La dynamique féministe majoritaire en France, qui s’inscrit selon vous dans ce qu’on désigne comme « féminisme carcéral », pousse à porter plainte, à la lutte juridique contre les violences sexuelles et conjugales. Vous êtes très critique à cet égard, vous appelez à « défliquer le féminisme »…

S’appuyer sur une institution, que ce soit la prison ou les tribunaux, foncièrement inégalitaire en termes de classe et de race ne peut pas être la solution au patriarcat. Je ne pense pas qu’on puisse résoudre le système patriarcal devant les tribunaux. L’ampleur du problème est telle que les solutions proposées par le système pénal ne seront jamais à la hauteur, de la même manière qu’on ne peut pas résoudre le racisme ou le suprémacisme blanc par le droit.

Le droit et les tribunaux sont des outils de la domination, et il serait totalement illusoire de penser qu’on pourrait retourner ces outils pour les mettre au service des dominés. Ces dernières décennies, les courants dominants du féminisme ont appelé à toujours davantage de criminalisation, mais sans jamais nous apporter la moindre preuve que celle-ci ferait baisser le niveau des violences à caractère sexuel, ni qu’elle apporterait à long terme une solution au patriarcat.

On a finalement un féminisme qui s’inscrit dans une tendance générale, celle du populisme pénal. Or on sait que les populations criminalisées ne sont pas représentatives des auteurs de délits ou de crimes. La solution qui nous est proposée par les courants dominants du féminisme n’a pas fait la preuve de son efficacité et elle est à mon avis totalement utopiste.

Un argument opposable serait de dire que nommer ces crimes peut permettre de se rendre compte de leur réalité, et donc à des victimes issues de catégories minorisées de percevoir ce qui leur arrive et d’essayer d’en sortir. En parallèle de la criminalisation des populations minorisées, il y a aussi pour elles une difficulté d’accès à la justice, qu’elle soit punitive, réhabilitative ou réparatrice…

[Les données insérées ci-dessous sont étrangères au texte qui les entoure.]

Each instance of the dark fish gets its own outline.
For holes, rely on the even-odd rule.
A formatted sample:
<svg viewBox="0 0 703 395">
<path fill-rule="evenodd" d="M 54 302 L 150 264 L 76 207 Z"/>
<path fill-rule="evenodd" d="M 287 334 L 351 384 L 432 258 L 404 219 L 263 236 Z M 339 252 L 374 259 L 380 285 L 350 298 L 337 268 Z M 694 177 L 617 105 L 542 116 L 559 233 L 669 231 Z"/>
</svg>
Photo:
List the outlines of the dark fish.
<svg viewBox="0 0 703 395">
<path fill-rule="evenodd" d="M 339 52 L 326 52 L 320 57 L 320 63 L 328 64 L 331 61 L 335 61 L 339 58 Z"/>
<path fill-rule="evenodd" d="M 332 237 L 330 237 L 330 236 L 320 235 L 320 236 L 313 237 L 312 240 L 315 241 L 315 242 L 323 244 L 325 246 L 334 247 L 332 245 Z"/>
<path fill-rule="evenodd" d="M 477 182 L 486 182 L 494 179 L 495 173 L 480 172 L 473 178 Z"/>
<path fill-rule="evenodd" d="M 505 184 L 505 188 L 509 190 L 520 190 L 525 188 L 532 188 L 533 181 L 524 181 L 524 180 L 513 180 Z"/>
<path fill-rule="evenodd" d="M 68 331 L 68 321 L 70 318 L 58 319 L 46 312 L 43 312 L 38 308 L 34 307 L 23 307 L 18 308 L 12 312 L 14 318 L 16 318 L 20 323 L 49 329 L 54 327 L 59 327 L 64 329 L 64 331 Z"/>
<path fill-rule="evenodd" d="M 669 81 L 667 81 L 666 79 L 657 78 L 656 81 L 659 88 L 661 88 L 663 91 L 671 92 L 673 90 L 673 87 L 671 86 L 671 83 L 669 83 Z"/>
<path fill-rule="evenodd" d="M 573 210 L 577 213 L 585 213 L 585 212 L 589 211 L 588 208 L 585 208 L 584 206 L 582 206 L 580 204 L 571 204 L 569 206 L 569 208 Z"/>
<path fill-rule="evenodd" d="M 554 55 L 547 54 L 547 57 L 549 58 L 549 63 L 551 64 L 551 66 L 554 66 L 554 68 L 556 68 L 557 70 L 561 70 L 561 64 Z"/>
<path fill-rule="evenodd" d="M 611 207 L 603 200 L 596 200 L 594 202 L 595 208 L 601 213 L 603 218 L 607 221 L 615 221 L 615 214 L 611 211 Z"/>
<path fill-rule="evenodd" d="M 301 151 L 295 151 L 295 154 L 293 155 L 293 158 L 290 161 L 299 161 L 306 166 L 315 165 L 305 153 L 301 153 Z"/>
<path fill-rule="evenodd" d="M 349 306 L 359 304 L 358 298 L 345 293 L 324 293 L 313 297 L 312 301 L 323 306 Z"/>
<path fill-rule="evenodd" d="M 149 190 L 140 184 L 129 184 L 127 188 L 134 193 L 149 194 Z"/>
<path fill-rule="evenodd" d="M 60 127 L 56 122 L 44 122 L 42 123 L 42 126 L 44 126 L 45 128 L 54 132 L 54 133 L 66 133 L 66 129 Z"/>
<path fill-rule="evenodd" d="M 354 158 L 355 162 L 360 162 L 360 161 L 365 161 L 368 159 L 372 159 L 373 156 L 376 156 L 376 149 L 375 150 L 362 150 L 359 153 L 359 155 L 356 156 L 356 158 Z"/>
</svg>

Il y a deux problèmes dans cet argument. Déjà, les victimes non blanches, par exemple, ne sont pas forcément victimes d’auteurs non blancs, donc la criminalisation des auteurs d’agressions ne sera pas forcément équivalente selon leur couleur de peau. Et lorsqu’on criminalise des hommes non blancs, leur criminalisation a des effets sur les femmes non blanches, parce qu’elles sont aussi des proches de personnes criminalisées. Cela pose une question philosophique, éthique : comment justifier de punir certains au nom de l’exemplarité ?

’est difficile de défendre des châtiments exemplaires. Si on suit cette logique, pourquoi ne pas torturer en place publique un violeur pour l’exemple, en disant que c’est à des fins éducatives ? On ne peut pas justifier de la punition pour terrifier ou éduquer une population. Et les formes alternatives de justice, en l’état, ne sont pas acceptables à mes yeux. Ce qu’on appelle justice réparatrice en France reste une justice punitive, ce sont juste des dispositifs ajoutés à des sanctions pénales.

Le titre de votre livre, comme son introduction, « Je déteste la police », sont volontairement provocateurs, vous l’avez dit vous-même. Est-ce une stratégie politique, médiatique ?

Il y a un aspect provocateur parce que, de par ma position, le fait que je coordonne un livre qui reprend un slogan à caractère injurieux peut être qualifié de provocateur. Cela étant dit, je n’ai rien à retirer de ce que j’écris. J’assume la conflictualité et l’antagonisme avec la police qui au cœur du livre et des analyses que je défends.

Pour moi, détester la police, c’est une opinion politique, pas une aversion personnelle. Cette position est ancrée dans l’analyse du rôle de la police et de son antagonisme avec les luttes progressistes. Se placer dans le camp des luttes pour l’émancipation, c’est forcément avoir la police pour ennemi.


1312 raisons d’abolir la police, Gwenola Ricordeau (dir.), Lux Éditeur, coll. « Instinct de liberté », 352 pages, 20 euros.